"The Power of Talking to Your Baby"
Throughout the day, my toddler and I chat about her interests (currently: carrot sticks, wearing Daddy's shoes, and the giraffe toothbrush holder on our bathroom mirror), but I've often wondered how much our talks really matter.
Quite a bit, as it turns out. According to research done back in the early '90s by Betty Hart and Todd R. Risley at the University of Kansas:
...the greater the number of words children heard from their parents or caregivers before they were 3, the higher their IQ and the better they did in school.
Motivated by this type of data, the city of Providence, RI, recently received a $5 million grant to train pregnant mothers in the art of family conversations, as reported by the New York Times on April 10th in "The Power of Talking to Your Baby." The city aims to reduce the disparity between the language abilities of higher- and lower-income children. How big is that difference? The statistics are shocking. Here's what Hart and Risley found:
By age 3, a poor child would have heard 30 million fewer words in his home environment than a child from a professional family.
Broken down further:
Children whose families were on welfare heard about 600 words per hour. Working-class children heard 1,200 words per hour, and children from professional families heard 2,100 words.
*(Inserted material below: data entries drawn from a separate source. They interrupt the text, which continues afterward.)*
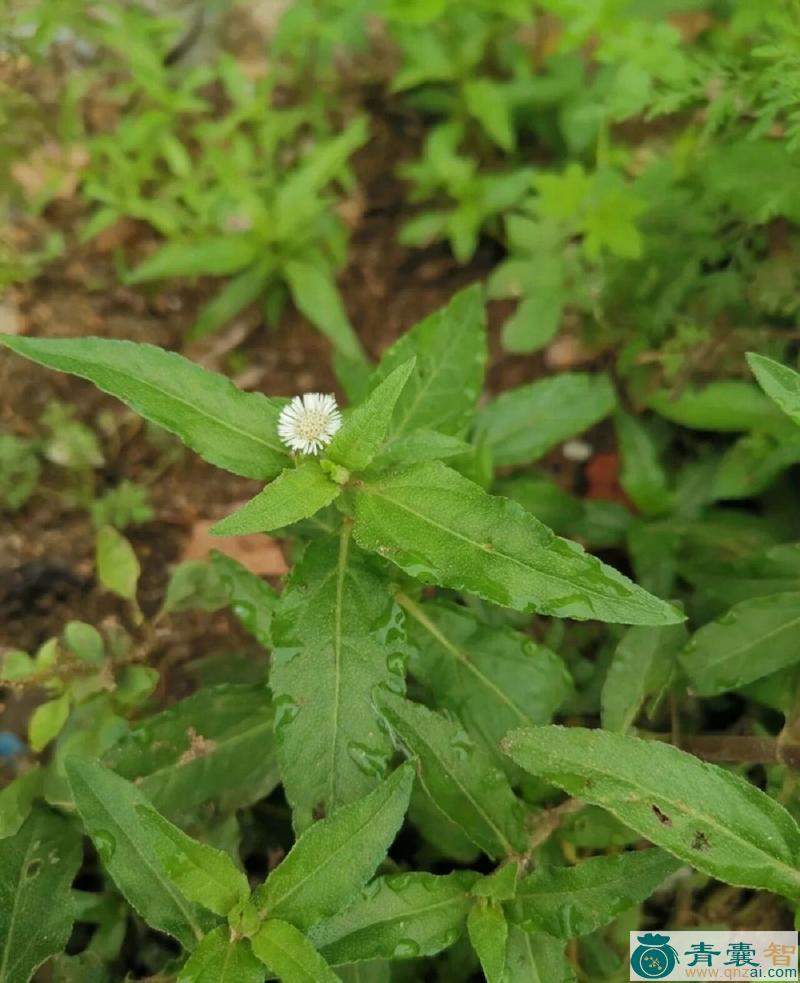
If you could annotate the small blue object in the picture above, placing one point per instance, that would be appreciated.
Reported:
(10, 745)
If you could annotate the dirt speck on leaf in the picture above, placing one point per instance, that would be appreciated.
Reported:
(199, 746)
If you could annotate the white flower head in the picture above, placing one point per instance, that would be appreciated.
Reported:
(309, 422)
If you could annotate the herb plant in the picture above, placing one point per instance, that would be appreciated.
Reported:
(406, 693)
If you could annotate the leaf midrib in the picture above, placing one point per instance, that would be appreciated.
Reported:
(276, 448)
(341, 571)
(460, 656)
(399, 917)
(166, 884)
(275, 903)
(503, 840)
(371, 489)
(644, 793)
(225, 745)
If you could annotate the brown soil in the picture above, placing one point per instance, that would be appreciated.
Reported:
(46, 550)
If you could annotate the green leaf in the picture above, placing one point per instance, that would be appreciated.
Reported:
(447, 839)
(47, 721)
(213, 744)
(706, 816)
(193, 586)
(201, 873)
(85, 641)
(490, 677)
(532, 957)
(521, 425)
(117, 565)
(252, 599)
(459, 776)
(753, 463)
(779, 382)
(642, 665)
(641, 474)
(444, 529)
(420, 445)
(295, 494)
(19, 471)
(229, 428)
(726, 405)
(289, 954)
(314, 292)
(334, 858)
(753, 639)
(16, 801)
(570, 901)
(488, 933)
(241, 291)
(108, 807)
(755, 574)
(365, 429)
(501, 884)
(450, 349)
(535, 321)
(488, 102)
(37, 867)
(401, 916)
(218, 256)
(337, 635)
(374, 971)
(218, 960)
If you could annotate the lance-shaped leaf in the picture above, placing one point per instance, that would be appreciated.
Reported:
(218, 256)
(642, 666)
(200, 872)
(289, 954)
(641, 474)
(313, 289)
(331, 861)
(450, 349)
(730, 405)
(227, 427)
(365, 428)
(374, 971)
(523, 424)
(772, 570)
(570, 901)
(779, 382)
(491, 677)
(16, 800)
(753, 639)
(401, 916)
(459, 776)
(218, 960)
(443, 529)
(295, 494)
(533, 957)
(213, 744)
(37, 867)
(337, 635)
(252, 599)
(107, 805)
(709, 817)
(488, 933)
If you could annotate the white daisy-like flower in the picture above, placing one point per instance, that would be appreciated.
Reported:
(309, 422)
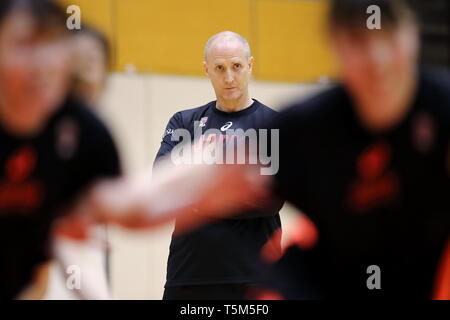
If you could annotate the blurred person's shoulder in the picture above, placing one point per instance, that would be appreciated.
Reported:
(76, 113)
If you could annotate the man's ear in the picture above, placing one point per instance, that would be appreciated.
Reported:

In other words, children on welfare hear about 10 words a minute, working-class children hear about 20, and children from professional families hear about 35.
(Complicating the issue is Hart and Risley's finding that children's language abilities "level off" when children reach their parents' level of linguistic competency. I'm still mulling over the implications of that finding.)
The Times article is worth a read, especially if you'd like more information about planned efforts in Providence. In terms of parenting advice, here, for me, were the takeaways:
Keep in mind that research also shows that parents tend to talk to girls more than boys. Make sure you're actively engaging your son(s) in conversation.
TV is not an adequate substitute for human interaction. According to the Hart and Risley study, "TV talk not only didn't help, it was detrimental."
If you have a nanny or another caregiver for your young child, make sure he or she understands the importance of frequent language interaction.
Above all, talk with your children. Sure, toys are fun, but the words you share with your children may turn out to be the greatest gifts you could give them.
If you're interested in reading more about Hart and Risley's findings, the book they co-authored is Meaningful Differences in the Everyday Experience of Young American Children.